Specializes in Nursing Professional Development.
I get what you're saying but I AM an experienced NICU nurse who has floated and survived. It's not rocket science. You don't know a med look it up or let the charge nurse know. Be a "helper", that extra set of hands they need. Really, how hard it is to figure out a BP machine? Or a thermometer? By your requirements no nurse from any unit should ever float to begin with. That just isn't going to happen. I think guidelines are a great idea and should be used for all nurses from any unit who is floated. But I don't think that refusing an assignment based on age of the patient alone is professional. And I think we all should remember how we feel when we are floated the next time somebody is floated to our unit. Nobody likes it. Everybody is scared when they are out of their comfort zone. The bottom line is we are all here to get the job done and sometimes that means doing things that stretch us a bit.

I agree that going as a "helper" is the preferred model ... and that the OP should have been willing to do that. But that doesn't sound like what was happening in her scenario. It sounded like she was being asked to actually take responsibility for the patient.

And in this day and age, we can't assume that every nurse had inpatient peds experience in her curriculum and/or had any specific experiences as all programs are a bit different. Hospitals need to come to terms with that and develop the "helper model" of floater or something like that before they asked nurses to float -- especially if she did not go through that hospital's orientation program (like a traveler would not have done).

Specializes in Pediatric Cardiac ICU.

Age does not determine acuity here, and I think that if you were given the teenager, that was their most stable, appropriate patient. It may make you uncomfortable, but you're always going to be uncomfortable floating. That isn't your unit, not your specialty, you don't know where the supplies are, you don't know the medical team or the nurses. In my opinion, their job isn't to make you comfortable, it's to keep their patients safe - and that was probably their safest assignment to give you.
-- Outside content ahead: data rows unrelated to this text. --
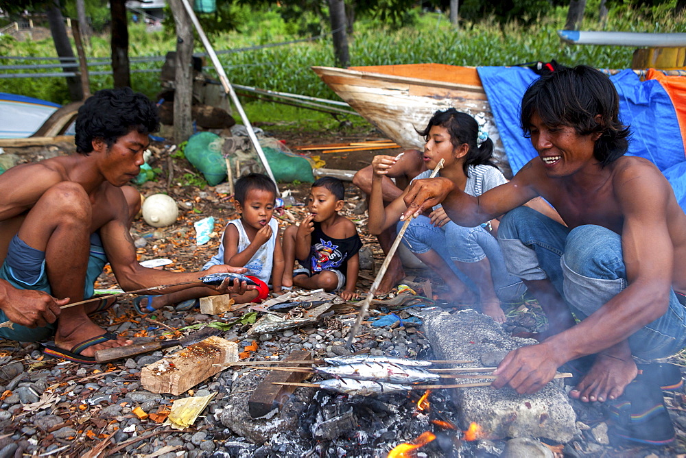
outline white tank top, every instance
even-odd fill
[[[229,224],[233,224],[238,229],[238,250],[240,253],[250,244],[248,234],[243,228],[243,222],[240,218],[233,219],[228,222],[224,232],[228,228]],[[276,220],[272,218],[269,221],[269,227],[272,228],[272,237],[267,242],[258,248],[257,252],[250,258],[245,265],[235,265],[235,267],[246,267],[248,269],[247,275],[256,276],[265,283],[269,282],[269,278],[272,276],[272,264],[274,261],[274,246],[276,243],[276,237],[279,235],[279,224]],[[217,264],[224,264],[224,234],[222,234],[222,243],[219,245],[219,252],[212,256],[207,263],[202,266],[203,270],[209,269],[211,266]]]

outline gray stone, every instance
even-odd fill
[[[598,444],[601,445],[610,444],[610,439],[607,437],[607,423],[598,423],[591,429],[591,434],[593,436],[593,440]]]
[[[200,444],[202,443],[202,442],[205,439],[205,437],[207,437],[207,433],[205,433],[204,431],[198,431],[197,433],[193,435],[193,437],[191,437],[191,442],[193,445],[199,446],[200,445]]]
[[[149,400],[160,401],[162,400],[163,398],[161,394],[151,393],[150,391],[143,390],[132,391],[127,394],[126,397],[132,400],[134,402],[138,402],[139,404],[142,404],[143,402]]]
[[[473,310],[452,315],[443,311],[429,313],[425,317],[424,330],[438,359],[479,361],[488,352],[511,351],[536,343],[512,337],[492,318]],[[475,422],[490,432],[492,439],[546,437],[566,444],[578,432],[569,396],[556,382],[532,395],[518,394],[508,387],[478,387],[455,389],[452,398],[460,423]]]
[[[36,426],[44,431],[47,431],[53,426],[64,422],[64,419],[62,417],[58,417],[56,415],[46,415],[44,417],[40,417],[35,421]]]
[[[52,435],[58,439],[67,439],[76,435],[76,430],[69,426],[60,428],[56,431],[54,431]]]
[[[32,404],[38,402],[40,398],[29,387],[19,387],[16,389],[16,394],[19,396],[19,402],[22,404]]]
[[[295,431],[300,414],[311,402],[315,391],[298,388],[273,416],[252,418],[248,413],[248,400],[257,384],[264,380],[266,372],[248,372],[234,382],[231,394],[225,398],[226,404],[220,417],[224,426],[253,444],[262,444],[279,433]]]
[[[508,458],[553,458],[552,451],[539,441],[528,437],[510,439],[505,444]]]

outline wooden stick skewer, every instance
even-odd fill
[[[556,374],[554,378],[567,378],[571,374]],[[318,388],[318,383],[296,383],[295,382],[272,382],[273,385],[285,385],[292,387],[309,387]],[[490,387],[493,382],[477,382],[476,383],[453,383],[451,385],[411,385],[410,389],[442,389],[443,388],[471,388],[472,387]]]
[[[443,168],[443,162],[445,161],[441,159],[436,168],[434,169],[434,171],[431,172],[431,176],[429,178],[433,178],[436,177],[438,173],[438,171]],[[393,255],[395,254],[396,250],[398,249],[398,245],[400,245],[400,241],[403,239],[403,236],[405,235],[405,231],[407,230],[407,226],[410,226],[410,221],[412,220],[412,218],[407,218],[405,223],[403,224],[403,227],[399,231],[398,231],[398,235],[396,236],[395,240],[393,241],[393,244],[390,246],[390,249],[388,250],[388,253],[386,254],[386,259],[383,260],[383,263],[381,264],[381,268],[379,272],[377,272],[377,276],[374,278],[374,282],[372,283],[372,286],[369,288],[369,292],[367,293],[366,297],[364,300],[362,301],[362,304],[359,307],[359,313],[357,314],[357,319],[355,321],[355,324],[353,327],[351,328],[350,333],[348,335],[348,340],[345,343],[345,346],[346,348],[350,348],[353,345],[353,339],[355,339],[355,335],[357,334],[357,330],[359,329],[359,325],[362,324],[362,321],[364,320],[364,317],[367,315],[367,310],[369,309],[369,304],[371,302],[372,300],[374,299],[374,295],[377,292],[377,289],[379,288],[379,284],[381,282],[381,279],[383,276],[386,275],[386,271],[388,269],[388,265],[390,264],[390,260],[393,258]]]
[[[412,361],[412,360],[409,360],[409,361]],[[474,362],[473,361],[462,361],[462,360],[459,360],[459,359],[454,359],[454,360],[451,360],[451,359],[429,359],[429,360],[428,360],[428,361],[429,363],[433,363],[434,364],[470,364],[470,363]],[[312,364],[323,364],[324,363],[326,363],[326,361],[324,361],[323,359],[308,359],[308,360],[303,360],[303,361],[285,361],[285,360],[281,360],[280,359],[280,360],[263,361],[237,361],[235,363],[229,363],[228,364],[215,364],[213,365],[222,365],[222,366],[224,366],[225,367],[233,367],[235,365],[235,366],[238,366],[238,365],[279,365],[279,364],[310,364],[310,363],[312,363]],[[423,366],[417,366],[417,367],[423,367]],[[466,370],[467,368],[466,367],[460,368],[458,370],[462,370],[463,369],[464,370]],[[484,369],[490,369],[490,370],[493,370],[495,369],[495,367],[484,367]],[[435,369],[434,370],[440,370]],[[467,372],[477,372],[477,371],[472,369],[472,370],[471,370],[471,371],[467,371]]]

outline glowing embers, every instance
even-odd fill
[[[428,412],[429,411],[429,395],[431,394],[431,390],[427,389],[426,392],[424,393],[423,396],[419,398],[417,401],[417,411],[418,412]]]
[[[414,450],[423,447],[429,442],[436,439],[436,435],[431,431],[426,431],[419,435],[419,437],[414,439],[414,444],[401,444],[388,452],[386,458],[410,458],[414,457]]]
[[[466,441],[474,441],[481,439],[483,435],[483,431],[482,431],[481,426],[478,424],[472,422],[471,424],[469,425],[469,428],[464,431],[464,440]]]

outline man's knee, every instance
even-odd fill
[[[624,274],[622,239],[600,226],[587,224],[569,231],[565,245],[565,264],[580,275],[615,279]]]

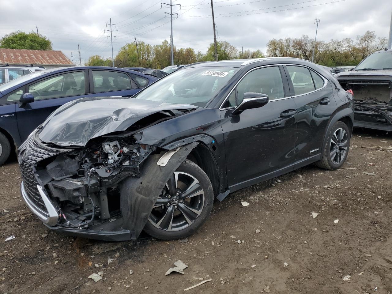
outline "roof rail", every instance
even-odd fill
[[[0,66],[23,66],[24,67],[39,67],[40,68],[45,68],[42,65],[34,65],[33,64],[11,64],[10,65],[7,63],[5,64],[3,64],[0,65]]]

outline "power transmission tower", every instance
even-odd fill
[[[314,37],[314,46],[313,46],[313,53],[312,54],[312,62],[314,60],[314,50],[316,48],[316,39],[317,38],[317,29],[318,28],[318,23],[320,22],[319,18],[314,19],[314,24],[316,25],[316,36]]]
[[[172,65],[174,65],[174,54],[173,53],[173,16],[174,15],[177,15],[177,18],[178,17],[178,13],[173,13],[172,12],[172,7],[176,5],[180,6],[180,9],[181,9],[181,4],[172,4],[172,0],[170,0],[170,4],[161,2],[161,8],[162,8],[162,4],[164,4],[165,5],[168,5],[170,6],[170,13],[167,12],[165,13],[165,17],[166,17],[166,14],[168,14],[170,16],[170,26],[171,29],[171,38],[170,40],[170,47],[171,47],[171,56],[170,58],[170,64]]]
[[[113,67],[114,67],[114,56],[113,56],[113,38],[115,38],[116,39],[117,39],[117,37],[115,36],[113,36],[113,32],[117,32],[117,33],[118,33],[118,31],[117,31],[117,30],[116,30],[115,31],[113,31],[113,30],[112,29],[112,25],[114,25],[114,28],[115,29],[116,28],[116,25],[115,24],[112,24],[112,19],[111,18],[110,19],[110,24],[106,24],[106,27],[107,27],[108,25],[110,25],[110,30],[104,29],[104,30],[103,30],[103,31],[105,32],[105,31],[107,31],[108,32],[110,32],[110,36],[106,36],[106,39],[107,39],[107,38],[110,38],[110,41],[111,41],[111,43],[112,43],[112,66]]]
[[[214,27],[214,49],[215,52],[215,60],[218,61],[218,48],[216,45],[216,35],[215,34],[215,20],[214,17],[214,5],[212,0],[211,0],[211,10],[212,11],[212,26]]]
[[[138,53],[138,60],[139,60],[139,66],[140,66],[140,58],[139,56],[139,49],[138,48],[138,41],[136,40],[136,37],[134,37],[135,38],[135,43],[136,44],[134,44],[134,46],[136,46],[136,51]]]
[[[392,14],[391,15],[391,24],[389,27],[389,38],[388,39],[387,49],[392,49]]]
[[[79,62],[80,63],[80,66],[82,66],[82,58],[80,58],[80,47],[79,47],[79,43],[78,43],[78,52],[79,52]]]

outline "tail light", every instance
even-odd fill
[[[351,94],[351,96],[352,96],[352,97],[353,97],[353,98],[354,98],[354,92],[353,92],[353,91],[352,90],[351,90],[351,89],[350,89],[350,90],[347,90],[347,91],[346,91],[346,93],[348,93],[349,94]]]

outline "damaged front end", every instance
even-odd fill
[[[82,111],[92,103],[105,104],[106,113]],[[52,229],[106,241],[135,240],[147,221],[145,211],[151,212],[163,189],[166,175],[190,152],[182,147],[172,159],[174,164],[160,166],[158,160],[168,150],[142,143],[142,131],[197,107],[113,98],[73,103],[73,107],[58,109],[20,147],[23,198]],[[142,170],[146,165],[150,167],[143,172],[152,175],[156,180],[153,184],[144,181]],[[138,203],[136,209],[129,207],[134,212],[131,215],[121,204],[125,201],[121,191],[124,180],[132,178],[137,180],[132,184],[135,188],[143,182],[154,188],[123,195]]]
[[[392,131],[392,77],[351,75],[338,79],[354,93],[354,126]]]
[[[72,234],[88,229],[91,238],[134,240],[134,230],[121,229],[119,183],[138,177],[142,163],[156,149],[135,143],[133,137],[101,138],[84,148],[63,149],[40,143],[36,133],[20,149],[22,194],[52,229]]]

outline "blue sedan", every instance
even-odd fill
[[[85,97],[130,97],[157,79],[125,69],[82,66],[45,69],[0,85],[0,165],[13,145],[62,105]]]

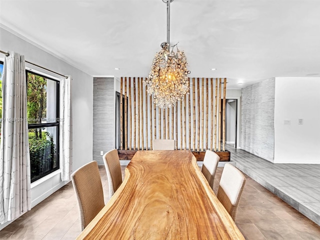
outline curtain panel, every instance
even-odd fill
[[[67,76],[60,81],[60,160],[61,180],[70,180],[72,173],[72,102],[71,76]]]
[[[0,222],[31,209],[30,160],[24,56],[4,59],[0,146]]]

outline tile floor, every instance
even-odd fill
[[[284,168],[280,168],[280,166],[274,166],[274,164],[270,164],[268,162],[243,150],[232,149],[232,148],[227,149],[232,152],[232,161],[236,162],[235,164],[240,168],[242,168],[244,170],[242,170],[248,172],[252,176],[250,178],[246,175],[246,182],[236,220],[236,225],[246,240],[320,239],[320,226],[272,192],[272,190],[278,189],[278,187],[273,186],[273,188],[272,187],[274,184],[278,182],[274,178],[294,176],[290,174],[282,176],[283,174],[281,170]],[[304,166],[300,166],[299,168],[294,166],[286,166],[284,170],[298,176],[303,175],[300,170],[306,167]],[[124,176],[125,168],[125,166],[122,166]],[[261,171],[255,169],[258,168],[265,169]],[[106,202],[108,200],[106,174],[103,166],[100,166],[100,168]],[[214,186],[216,192],[222,169],[222,168],[218,168],[217,170]],[[280,170],[278,171],[279,170]],[[316,170],[312,171],[310,174],[314,172],[316,176]],[[288,173],[286,171],[284,172]],[[272,172],[276,176],[269,176],[269,172]],[[308,176],[310,178],[314,176]],[[254,178],[270,188],[272,192],[258,183]],[[268,182],[269,180],[270,181]],[[297,188],[292,184],[291,186],[288,186],[286,182],[286,182],[283,183],[285,186],[279,188],[286,188],[288,192],[291,188],[302,188],[300,185]],[[269,183],[270,182],[272,184]],[[300,184],[302,181],[298,180],[295,182]],[[316,198],[311,190],[310,197]],[[296,191],[294,190],[293,192],[296,192]],[[312,204],[314,203],[309,202],[310,204]],[[78,206],[72,184],[70,182],[0,231],[0,239],[74,240],[80,233]]]
[[[273,164],[243,150],[226,148],[240,170],[320,225],[320,164]]]

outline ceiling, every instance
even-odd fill
[[[320,0],[170,6],[170,44],[184,51],[190,77],[227,78],[233,89],[272,77],[320,77]],[[162,0],[0,0],[0,22],[94,76],[147,76],[166,39]]]

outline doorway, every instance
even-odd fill
[[[223,109],[223,101],[221,101],[221,109]],[[226,100],[226,144],[232,144],[234,148],[237,145],[237,99]],[[221,116],[222,122],[222,116]],[[222,131],[220,138],[222,139]]]

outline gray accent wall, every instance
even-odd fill
[[[242,90],[240,148],[272,162],[274,152],[274,78]]]
[[[115,92],[114,78],[94,78],[93,160],[99,165],[104,154],[114,148]]]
The example of giving pediatric nurse a 23-weeker is misleading because here, gestational age CAN determine acuity. And something like the management of a 23-weeker in the NICU would never even be mentioned in nursing school whereas the general principles of a teenager are covered.

If you are uncomfortable, always ask the nurse you get report from the vital sign ranges that they want and what the big things are to watch out for. I like to ask something along the lines of, "What could make this patient sick today/tonight, and how will I know?" You should also know who the charge RN is, because he or she is there to help with any questions or concerns you may have. You're NOT expected to be an expert, but you're expected to keep that patient safe. And as an ICU, regardless of patient population, you should be able to pick up on big changes in patient status.